教育随想 224回 森信三先生の言葉から学ぶ その1

教育は哲学です。
先生自身の生き方以外からは生まれません。
世の中には、過去においても優れた先生が多くおられました。
しかし、その先生の生き方、哲学的なものに目を向けることが少ないようです。


国民教育の師父として「この人あり」の名声を高められた哲人、森信三先生の語録を紹介します。
今、先生の言葉を読み直してみても、未だに至らない私の姿が見えてきます。足元にも及ばない私でしたが、今、なお、私の座右の銘になっています。


「すぐれた先賢に学ぶということは、結局それらの人々の精神をたとえ極致の一端なりとも我が身に体して、日々の実践に生かすことである。」(森信三先生)
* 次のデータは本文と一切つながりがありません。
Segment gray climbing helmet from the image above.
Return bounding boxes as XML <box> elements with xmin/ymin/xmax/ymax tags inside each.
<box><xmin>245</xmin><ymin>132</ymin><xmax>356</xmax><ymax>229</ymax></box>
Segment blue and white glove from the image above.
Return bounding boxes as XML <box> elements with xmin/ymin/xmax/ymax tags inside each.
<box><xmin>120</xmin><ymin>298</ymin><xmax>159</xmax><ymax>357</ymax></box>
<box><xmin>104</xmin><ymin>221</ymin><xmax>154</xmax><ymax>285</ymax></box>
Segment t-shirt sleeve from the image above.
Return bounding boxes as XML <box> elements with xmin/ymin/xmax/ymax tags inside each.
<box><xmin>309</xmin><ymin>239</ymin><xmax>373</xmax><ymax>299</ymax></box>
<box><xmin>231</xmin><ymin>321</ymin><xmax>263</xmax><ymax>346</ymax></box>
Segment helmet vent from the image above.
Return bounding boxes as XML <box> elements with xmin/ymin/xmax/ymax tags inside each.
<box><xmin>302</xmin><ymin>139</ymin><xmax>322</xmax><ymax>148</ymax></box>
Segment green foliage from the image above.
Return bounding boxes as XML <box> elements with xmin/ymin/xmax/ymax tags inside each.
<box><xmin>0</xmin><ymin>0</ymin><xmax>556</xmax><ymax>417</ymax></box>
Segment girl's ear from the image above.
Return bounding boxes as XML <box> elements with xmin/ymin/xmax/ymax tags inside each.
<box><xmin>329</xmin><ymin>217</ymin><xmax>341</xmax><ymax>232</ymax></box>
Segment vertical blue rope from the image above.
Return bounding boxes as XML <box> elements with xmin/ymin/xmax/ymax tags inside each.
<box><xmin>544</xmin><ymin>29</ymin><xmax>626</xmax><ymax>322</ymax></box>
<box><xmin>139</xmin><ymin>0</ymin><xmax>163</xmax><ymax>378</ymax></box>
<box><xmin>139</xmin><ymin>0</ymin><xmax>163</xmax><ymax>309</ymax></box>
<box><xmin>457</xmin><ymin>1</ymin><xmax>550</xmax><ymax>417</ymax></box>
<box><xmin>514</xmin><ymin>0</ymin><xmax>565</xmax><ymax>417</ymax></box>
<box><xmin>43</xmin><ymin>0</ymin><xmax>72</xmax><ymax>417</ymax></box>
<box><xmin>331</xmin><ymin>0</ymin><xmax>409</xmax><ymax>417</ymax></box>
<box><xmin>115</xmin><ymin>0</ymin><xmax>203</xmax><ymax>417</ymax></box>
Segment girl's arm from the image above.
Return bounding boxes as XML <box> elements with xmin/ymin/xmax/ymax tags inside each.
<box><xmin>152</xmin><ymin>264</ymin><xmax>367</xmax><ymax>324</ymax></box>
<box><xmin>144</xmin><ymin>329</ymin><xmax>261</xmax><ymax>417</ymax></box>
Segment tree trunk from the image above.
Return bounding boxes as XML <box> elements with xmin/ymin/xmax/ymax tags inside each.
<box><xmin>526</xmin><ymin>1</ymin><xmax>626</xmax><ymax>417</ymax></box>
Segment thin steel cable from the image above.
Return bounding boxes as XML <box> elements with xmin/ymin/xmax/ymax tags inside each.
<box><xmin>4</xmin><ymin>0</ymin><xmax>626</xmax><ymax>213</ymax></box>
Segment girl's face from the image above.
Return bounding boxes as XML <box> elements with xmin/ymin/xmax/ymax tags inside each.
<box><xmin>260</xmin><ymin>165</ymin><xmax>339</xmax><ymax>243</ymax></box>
すぐれた先生に学ぶということは、先生に限らず誰でも心がけていることです。しかし、そのほとんどは技術をまねるということであって、その先生の精神、心のあり方、哲学を学ぶということではありません。
その先生の行動、実践を通して、その先生の精神的な世界に入っていくということがより重要ではないのでしょうか。



「99人が、川の向こう岸で騒いでいようとも、自分一人はスタスタとわが志したこちら側を、わき眼もふらずに川上に向かって歩き通す底の覚悟がなくてはなるまい。」(森信三先生)


 一人で孤立するということではありません。向こう岸の実践を無視するのではなく注目します。それらを参考にしながら、我が道、実践を続けるということだと思います。
 実践を進めるときは「わき眼もふらずに」やってみることです。ぶれないようにします。私たち人間は、隣りの様子が気になるものです。それは、周りと比べて生きている面があるからです。(煩悩ですから)
学級の中で問題が起き始めると、それが継続されると、自分は先生としてだめなのかなと思ってしまいます。
しかし、はじめから先生になれる人はいません。
にもかかわらず、先生という職業についたときから「先生」と呼ばれていることが心苦しいものです。先生は、目の前の子どもの問題を克服することを通して、先生になっていくものだと実感します。
決して、今、うまく子供たちを指導できないからと自分を責めないでください。
手のやく子どもが現れたら、「ああ、神様、仏様の贈り物」だと思えばいいのです。あなたのために、贈っていただいたのですから、その子どもに全力で取り組み悩んでいくしかありません。
子どもという贈り物を通して、先生は人として修行していくのではないですか。


ちらちら隣の先生の実践を見ながらも前に進むことができたらいいですね。



「あいさつ一つによって、家庭が変わり、学校が変わり、職場が変わり、地域が変わり、運命が変わる。」(森信三先生)


近所の方とどのくらいの範囲であいさつをされますか。家の前を通りかかる人にも会釈するように努力しています。そうすることで、やがて、立ち話になり親しくなっていきます。
 自分から心の扉をあけることで、相手の心をも開けることになります。(期待してあいさつをしないように)


「朝のあいさつは人より先に」とも付け加えられています。


私が実践できているのは、これくらいかもしれませんね。相手があいさつを返すかどうかは問題ではありません。最初は、どこの者やという顔でにらまれることはありますが、それでも、何回かお会いするうちにまなざしを共有するようになるものです。
そんなとき、自分の心がさらに軽くなります。
これらのことが、子どもたちと先生の間においても言えることですね。